Jede 6. neue Arznei bringt deutlich mehr
Patienten in Deutschland bekommen auch nach dem Start strenger Arzneiprüfungen noch reihenweise Zugang zu neuen Medikamenten gegen schwere Krankheiten - aber nicht alle Mittel werden gut benotet. Eine erste Bilanz zeigt: Nur 4 von 25 geprüften Präparate bringen den Patienten im Vergleich zu bisherigen Therapien beträchtlich mehr. In 64 % der Fälle wurde insgesamt ein Zusatznutzen anerkannt - so das für die Bewertung zuständige höchste Gremium im Gesundheitswesen, der Gemeinsamen Bundesausschuss (G-BA).
Vielfach ist Zusatznutzen erkennbar
"In fast 2 Dritteln der Fälle hat der G-BA insgesamt einen Zusatznutzen anerkannt", sagte der Vorsitzende Josef Hecken. In dem Gremium entscheiden Vertreter der Ärzte, Krankenkassen und Kliniken auf wissenschaftlicher Basis unter anderem über den Nutzen neuer Therapien etwa gegen Herzleiden oder Krebs. Die Medikamente wurden von Pharmafirmen in der Regel nach jahrelanger Entwicklung mit immensen Umsatzhoffnungen auf den Markt gebracht.
Echte Innovationen werden nicht verhindert
Die Bestnote eines erheblichen Zusatznutzens sei bisher aber nicht vergeben worden.
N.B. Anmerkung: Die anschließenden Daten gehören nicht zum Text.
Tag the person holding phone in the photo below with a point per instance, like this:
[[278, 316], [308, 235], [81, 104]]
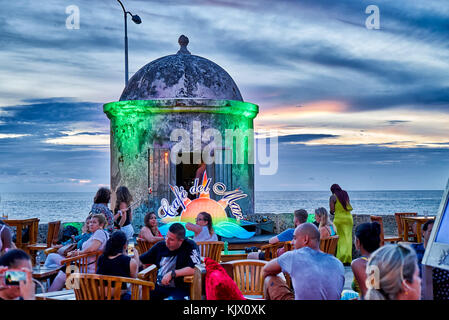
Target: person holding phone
[[6, 242], [16, 261], [122, 211]]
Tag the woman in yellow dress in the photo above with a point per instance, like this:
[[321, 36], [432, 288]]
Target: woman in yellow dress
[[340, 206]]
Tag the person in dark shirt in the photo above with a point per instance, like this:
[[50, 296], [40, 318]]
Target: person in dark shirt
[[19, 260], [115, 262], [175, 258], [440, 277]]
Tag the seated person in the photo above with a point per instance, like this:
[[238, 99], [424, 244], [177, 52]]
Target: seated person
[[440, 277], [300, 217], [19, 260], [115, 262], [100, 206], [150, 232], [54, 259], [175, 258], [325, 226], [203, 228], [5, 238], [393, 274], [367, 240], [96, 242], [315, 275]]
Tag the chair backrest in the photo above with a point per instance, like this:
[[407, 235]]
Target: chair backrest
[[143, 245], [100, 287], [82, 262], [33, 228], [379, 220], [329, 245], [270, 250], [248, 275], [400, 224], [53, 232], [211, 249]]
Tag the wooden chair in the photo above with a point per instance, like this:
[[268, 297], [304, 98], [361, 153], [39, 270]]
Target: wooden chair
[[211, 249], [101, 287], [384, 239], [52, 238], [410, 234], [32, 225], [150, 274], [248, 276], [270, 250], [81, 262], [329, 245], [143, 245]]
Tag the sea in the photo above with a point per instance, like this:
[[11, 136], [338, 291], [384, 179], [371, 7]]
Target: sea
[[74, 206]]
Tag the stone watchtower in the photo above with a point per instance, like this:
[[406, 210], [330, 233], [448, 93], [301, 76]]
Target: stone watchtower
[[192, 94]]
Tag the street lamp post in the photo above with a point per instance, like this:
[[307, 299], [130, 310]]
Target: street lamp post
[[136, 19]]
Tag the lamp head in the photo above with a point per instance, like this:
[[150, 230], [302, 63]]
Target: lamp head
[[136, 19]]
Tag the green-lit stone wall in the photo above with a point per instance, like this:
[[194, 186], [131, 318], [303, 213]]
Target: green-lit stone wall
[[138, 125]]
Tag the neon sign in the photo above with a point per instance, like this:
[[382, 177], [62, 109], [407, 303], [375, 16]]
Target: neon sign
[[223, 225]]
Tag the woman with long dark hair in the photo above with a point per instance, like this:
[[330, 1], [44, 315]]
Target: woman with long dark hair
[[100, 206], [203, 228], [367, 240], [340, 206], [115, 262], [122, 211], [150, 232]]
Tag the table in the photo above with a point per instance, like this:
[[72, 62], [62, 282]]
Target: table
[[233, 255], [43, 274], [20, 225], [419, 220], [57, 295]]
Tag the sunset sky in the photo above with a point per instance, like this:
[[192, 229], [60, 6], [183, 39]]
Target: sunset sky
[[365, 108]]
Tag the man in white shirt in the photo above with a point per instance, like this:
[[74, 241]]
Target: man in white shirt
[[315, 275]]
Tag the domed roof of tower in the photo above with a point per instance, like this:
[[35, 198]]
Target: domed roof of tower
[[181, 75]]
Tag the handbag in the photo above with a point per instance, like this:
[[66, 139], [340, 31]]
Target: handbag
[[64, 250]]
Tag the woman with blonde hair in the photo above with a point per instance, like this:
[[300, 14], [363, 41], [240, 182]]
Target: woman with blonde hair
[[203, 228], [122, 212], [326, 227], [96, 242], [392, 274]]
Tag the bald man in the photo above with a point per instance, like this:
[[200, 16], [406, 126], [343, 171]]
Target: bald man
[[315, 275]]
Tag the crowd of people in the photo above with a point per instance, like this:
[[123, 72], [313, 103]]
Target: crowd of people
[[390, 272]]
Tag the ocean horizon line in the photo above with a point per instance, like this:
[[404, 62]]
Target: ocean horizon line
[[348, 190]]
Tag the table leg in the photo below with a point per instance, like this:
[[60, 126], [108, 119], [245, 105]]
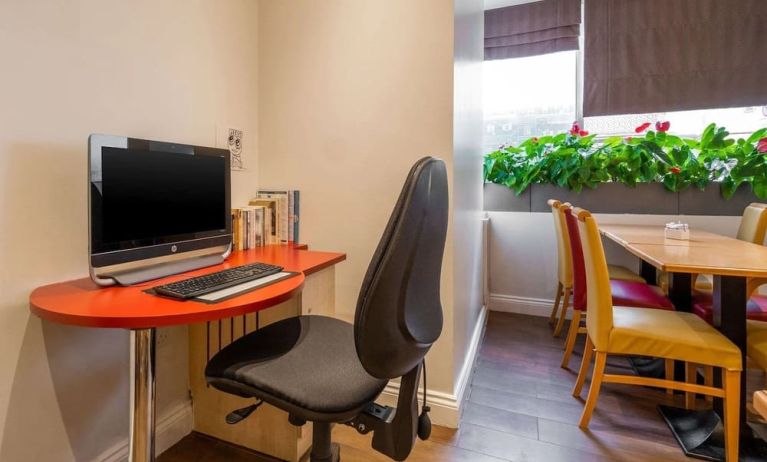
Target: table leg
[[648, 272], [730, 301], [680, 291], [142, 395], [700, 433]]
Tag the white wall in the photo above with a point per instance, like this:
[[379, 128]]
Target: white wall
[[467, 184], [167, 70], [523, 258]]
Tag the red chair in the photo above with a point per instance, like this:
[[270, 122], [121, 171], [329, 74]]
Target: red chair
[[753, 227], [703, 306], [625, 293]]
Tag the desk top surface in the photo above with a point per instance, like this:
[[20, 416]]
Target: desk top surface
[[82, 302], [704, 253]]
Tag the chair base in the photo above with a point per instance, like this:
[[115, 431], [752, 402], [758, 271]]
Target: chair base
[[322, 448], [335, 455], [700, 434]]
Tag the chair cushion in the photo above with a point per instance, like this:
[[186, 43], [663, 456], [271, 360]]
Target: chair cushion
[[639, 294], [703, 306], [704, 282], [623, 273], [306, 365], [756, 341], [670, 334]]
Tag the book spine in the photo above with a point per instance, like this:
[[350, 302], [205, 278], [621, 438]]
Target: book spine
[[241, 239], [291, 217], [296, 216]]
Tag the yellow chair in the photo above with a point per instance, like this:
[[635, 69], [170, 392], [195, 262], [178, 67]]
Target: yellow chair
[[753, 227], [657, 333], [565, 268]]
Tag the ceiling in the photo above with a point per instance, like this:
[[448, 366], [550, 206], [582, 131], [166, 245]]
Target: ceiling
[[492, 4]]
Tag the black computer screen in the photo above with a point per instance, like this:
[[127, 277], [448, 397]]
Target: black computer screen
[[146, 196]]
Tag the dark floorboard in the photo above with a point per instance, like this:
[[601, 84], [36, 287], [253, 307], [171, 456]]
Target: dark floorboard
[[520, 408]]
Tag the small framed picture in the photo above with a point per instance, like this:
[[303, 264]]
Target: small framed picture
[[234, 143]]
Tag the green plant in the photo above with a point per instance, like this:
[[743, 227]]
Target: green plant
[[575, 160]]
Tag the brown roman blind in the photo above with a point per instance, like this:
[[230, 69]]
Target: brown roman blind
[[537, 28], [669, 55]]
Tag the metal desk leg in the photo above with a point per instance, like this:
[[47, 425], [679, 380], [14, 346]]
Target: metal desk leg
[[142, 394]]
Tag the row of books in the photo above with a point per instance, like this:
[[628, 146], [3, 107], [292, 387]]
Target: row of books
[[272, 217]]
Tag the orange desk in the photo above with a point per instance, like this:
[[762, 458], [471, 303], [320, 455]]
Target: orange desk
[[81, 302]]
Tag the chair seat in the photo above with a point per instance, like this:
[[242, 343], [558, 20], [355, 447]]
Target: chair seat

Beträchtlich mehr bringen demnach 4 neue Arzneimittel, geringfügig mehr 9. Kein Zusatznutzen sei bei 3 Mitteln festgestellt worden. "Die Zahlen widerlegen auch das Argument, mit den Prüfungen werde einseitig zu Lasten der Patienten Sparpolitik betrieben und Innovationen würden kaputtgeprüft", sagte Hecken. Pro Jahr gebe es nach internationalen Erfahrungen bei neuen Arzneien etwa 15 bis 20 % echte Innovationen.
Die Geschäftsführerin des Verbands forschender Arzneimittelhersteller (vfa), Birgit Fischer, sagte der dpa: "Jetzt haben wir es amtlich. Die Neueinführungen der forschenden Pharma-Unternehmen bringen in aller Regel einen Zusatznutzen für Patienten." Die anderen Mittel würden aber aus formalen Gründen aus dem Markt gedrängt - und sollten noch eine Chance bekommen.
Patienten profitieren von stärkeren Prüfungen
Eine Reihe neuer Mittel sind nach Heckens Worten von den Firmen nicht zur Prüfung angemeldet worden, weil diese wohl selbst Probleme erwartet hätten. "In anderen Fällen werden Mittel auf Patienten beschränkt, die wirklich davon profitieren." Hersteller strebten dagegen eine breite Anwendung an. "Den Patienten wird auf verschiedene Weise geholfen", meinte der Ausschuss-Chef. "Übertriebene Hoffnungen in ein Präparat werden verhindert, das Risiko zu großer Nebenwirkungen minimiert."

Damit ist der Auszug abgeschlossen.